26. Insurance Administrator’s Role: The carriers, BCS and MVP, will only be responsible for claims adjudication and benefit/claims customer service.
27. Medicare Entitlements: Group plans will be primary to Medicare, unless they are under 20 employees and the Claims Administrator (BCS or MVP) submits the requirements to Center for Medicare Services (CMS) for a Single Employer Exemption (SEE). If the SEE is granted by CMS, the group plan will be secondary. If an individual is enrolled in a group of > 100 and is totaling disabled, Medicare could be primary. Group plans with < 20 employee will not have the option to select a Medicare Carve-Out or Medicare Supplement plan, at substantially lower premiums. Individuals now enrolled in these options will be required to elect from the same options as those not eligible for Medicare. Most employees moving from a Carve-Out or Medicare Supplement option will now be required to pay materially larger premium, with a materially larger out-of-pocket maximum. These individuals should explore the non-group Medicare Supplement option.
28. Small Employer Tax Subsidy: In 2014, there is a Small Employer Tax Subsidy available to employers with up to 25 employees. Your accountant may apply for this credit for this 2013 and the 2014 tax years.
29. State’s Role: The state will be responsible for the invoicing, membership changes and membership questions. They are also responsible to select a to-be-named billing administrator.
It was announced this week by Governor Shumlin that Anya Rader Wallack, the former Green Mountain Care Board chair will now chair the SIM/Duals Core Team. SIM/Duals Core Team is mostly about payment reform to doctors and hospitals. To be very clear this will further forces physicians to leave Vermont and hospitals to restrict access to care.
According to a WCAX TV story, Ms. Wallack has been volunteering her time to the state since leaving her $160,000 a year salary and $40,000 worth of benefits position, and moving to Rhode Island. Her company has now been offered a consulting position at $100,000 for 500 hours of work (quarter time) without the job being put out to bid. VHCF believes the Governor missed the transparency test and that there should have been competitive bidding by process. Further, VHCF agrees with the commentary by John McClaughry reprinted below.
This week’s big personnel news was that Gov Shumlin has contracted with his departing Green Mountain Care Board chair Anya Rader Wallack, for up to $100 thousand dollars worth of professional work on a federal grant called the State Innovation Model.

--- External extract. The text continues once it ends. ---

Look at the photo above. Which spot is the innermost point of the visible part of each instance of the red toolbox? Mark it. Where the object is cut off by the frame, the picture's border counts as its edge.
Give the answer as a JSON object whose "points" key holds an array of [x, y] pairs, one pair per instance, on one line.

I’m not going to complain about the money paid to Rader Wallack. It will come out of the astonishing $45 million dollars the Obama Administration awarded to Vermont. Here’s what the task is, according to Rader Wallack:
“I describe it as an expansion and integration of payment models that move away from fee-for-service, so it’s an acceleration of what we’re already doing under payment reform expanding it to additional providers, and then also an expansion of new care management models, through provider organizations that are willing to take on the task of sort of reorganizing how they provide care to specific populations that have chronic illnesses or are high-needs or high-cost.”

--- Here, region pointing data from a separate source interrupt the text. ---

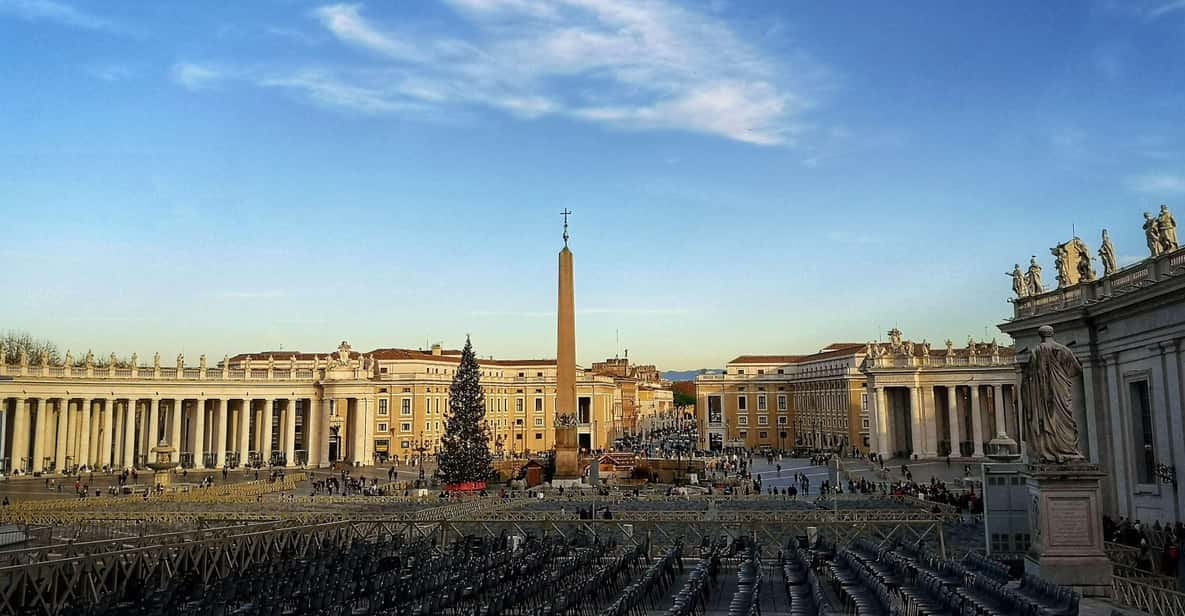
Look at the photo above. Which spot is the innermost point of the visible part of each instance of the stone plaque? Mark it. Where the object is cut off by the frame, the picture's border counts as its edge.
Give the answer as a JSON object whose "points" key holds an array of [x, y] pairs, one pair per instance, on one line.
{"points": [[1069, 524]]}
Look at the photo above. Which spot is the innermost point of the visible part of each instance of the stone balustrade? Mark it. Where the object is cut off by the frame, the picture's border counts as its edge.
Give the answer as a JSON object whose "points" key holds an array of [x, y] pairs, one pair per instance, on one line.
{"points": [[1148, 271]]}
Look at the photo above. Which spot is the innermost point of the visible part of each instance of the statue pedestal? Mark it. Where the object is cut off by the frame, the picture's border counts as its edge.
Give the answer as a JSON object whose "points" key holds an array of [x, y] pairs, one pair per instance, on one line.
{"points": [[1067, 524]]}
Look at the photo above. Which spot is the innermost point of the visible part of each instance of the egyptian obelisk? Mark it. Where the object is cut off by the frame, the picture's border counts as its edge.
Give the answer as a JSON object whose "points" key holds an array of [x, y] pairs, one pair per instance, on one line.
{"points": [[565, 337], [568, 466]]}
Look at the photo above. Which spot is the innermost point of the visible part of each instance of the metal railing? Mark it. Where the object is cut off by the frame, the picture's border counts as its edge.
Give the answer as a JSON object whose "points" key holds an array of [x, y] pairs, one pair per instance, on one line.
{"points": [[1146, 597]]}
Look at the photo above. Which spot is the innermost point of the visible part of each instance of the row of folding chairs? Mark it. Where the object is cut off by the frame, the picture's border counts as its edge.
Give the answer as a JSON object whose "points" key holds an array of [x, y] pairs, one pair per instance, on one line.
{"points": [[691, 600], [747, 598], [644, 594]]}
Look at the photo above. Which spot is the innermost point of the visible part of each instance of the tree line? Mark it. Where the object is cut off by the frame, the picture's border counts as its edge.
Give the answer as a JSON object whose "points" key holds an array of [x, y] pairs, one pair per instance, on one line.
{"points": [[34, 348]]}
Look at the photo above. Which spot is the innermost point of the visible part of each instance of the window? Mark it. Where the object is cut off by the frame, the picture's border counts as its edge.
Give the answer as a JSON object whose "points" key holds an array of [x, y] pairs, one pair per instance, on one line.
{"points": [[1141, 421]]}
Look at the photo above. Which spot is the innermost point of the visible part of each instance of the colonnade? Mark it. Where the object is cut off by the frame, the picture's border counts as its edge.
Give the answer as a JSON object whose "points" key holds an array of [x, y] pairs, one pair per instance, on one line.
{"points": [[920, 418], [55, 434]]}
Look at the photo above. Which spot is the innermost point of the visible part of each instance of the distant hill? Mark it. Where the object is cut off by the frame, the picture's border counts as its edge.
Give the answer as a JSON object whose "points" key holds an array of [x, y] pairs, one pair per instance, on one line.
{"points": [[689, 374]]}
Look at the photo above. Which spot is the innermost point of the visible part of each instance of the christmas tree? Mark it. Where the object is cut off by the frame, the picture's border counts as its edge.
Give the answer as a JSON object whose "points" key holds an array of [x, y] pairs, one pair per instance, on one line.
{"points": [[465, 447]]}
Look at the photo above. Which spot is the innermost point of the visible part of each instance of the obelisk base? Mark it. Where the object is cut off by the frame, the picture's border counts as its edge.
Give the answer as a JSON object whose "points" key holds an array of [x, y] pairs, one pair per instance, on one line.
{"points": [[568, 459], [1067, 524]]}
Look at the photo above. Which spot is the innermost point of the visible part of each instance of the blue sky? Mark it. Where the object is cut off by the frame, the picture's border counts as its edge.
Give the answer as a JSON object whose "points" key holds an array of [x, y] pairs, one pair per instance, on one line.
{"points": [[757, 177]]}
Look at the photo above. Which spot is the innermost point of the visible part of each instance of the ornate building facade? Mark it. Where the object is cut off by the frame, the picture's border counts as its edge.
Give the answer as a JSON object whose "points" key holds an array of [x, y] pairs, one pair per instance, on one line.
{"points": [[280, 408], [1127, 329], [929, 402], [785, 400], [896, 398]]}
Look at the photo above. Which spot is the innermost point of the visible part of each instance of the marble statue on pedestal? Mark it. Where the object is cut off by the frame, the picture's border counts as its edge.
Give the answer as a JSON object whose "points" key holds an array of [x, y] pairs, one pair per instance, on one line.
{"points": [[1167, 228], [1032, 278], [1018, 281], [1152, 233], [1046, 387], [1061, 261], [1107, 254], [1086, 269]]}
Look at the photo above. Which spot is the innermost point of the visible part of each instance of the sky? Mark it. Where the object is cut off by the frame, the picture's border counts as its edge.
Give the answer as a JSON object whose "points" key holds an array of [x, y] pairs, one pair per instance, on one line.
{"points": [[745, 177]]}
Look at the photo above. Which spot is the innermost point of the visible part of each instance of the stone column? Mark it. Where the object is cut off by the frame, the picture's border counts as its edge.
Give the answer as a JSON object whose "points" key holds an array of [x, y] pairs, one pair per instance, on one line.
{"points": [[266, 432], [106, 409], [930, 408], [359, 436], [977, 422], [63, 432], [290, 432], [19, 434], [953, 418], [129, 432], [917, 422], [153, 424], [222, 408], [84, 432], [313, 432], [882, 431], [199, 434], [322, 434], [369, 430], [244, 431], [94, 434], [175, 427], [45, 431], [1001, 428]]}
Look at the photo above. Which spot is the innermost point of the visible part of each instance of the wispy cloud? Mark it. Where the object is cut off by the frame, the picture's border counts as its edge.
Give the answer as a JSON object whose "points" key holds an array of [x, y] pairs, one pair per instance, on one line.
{"points": [[194, 77], [110, 72], [250, 295], [617, 63], [1165, 8], [53, 12], [1157, 183], [551, 314]]}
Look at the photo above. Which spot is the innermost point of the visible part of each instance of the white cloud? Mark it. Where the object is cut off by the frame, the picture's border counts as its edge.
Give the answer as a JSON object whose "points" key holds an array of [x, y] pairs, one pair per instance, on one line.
{"points": [[1157, 183], [631, 65], [55, 12], [196, 76]]}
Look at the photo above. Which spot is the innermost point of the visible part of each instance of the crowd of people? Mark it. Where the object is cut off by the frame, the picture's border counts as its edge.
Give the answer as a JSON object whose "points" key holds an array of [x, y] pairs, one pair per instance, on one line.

All this, she says, is to achieve the “:triple aim” of “improving quality of health care, improving patient experience and reducing the cost of care.”
Here’s my problem. During enactment of Act 48 in 2011, everyone working for Gov. Shumlin told anyone who would listen that “yes, we know how to create single payer health care, with all its intricate and revolutionary features. Trust us!”
Now the leading person who told us all that will spend $45 million dollars to actually figure it out. Give me a break!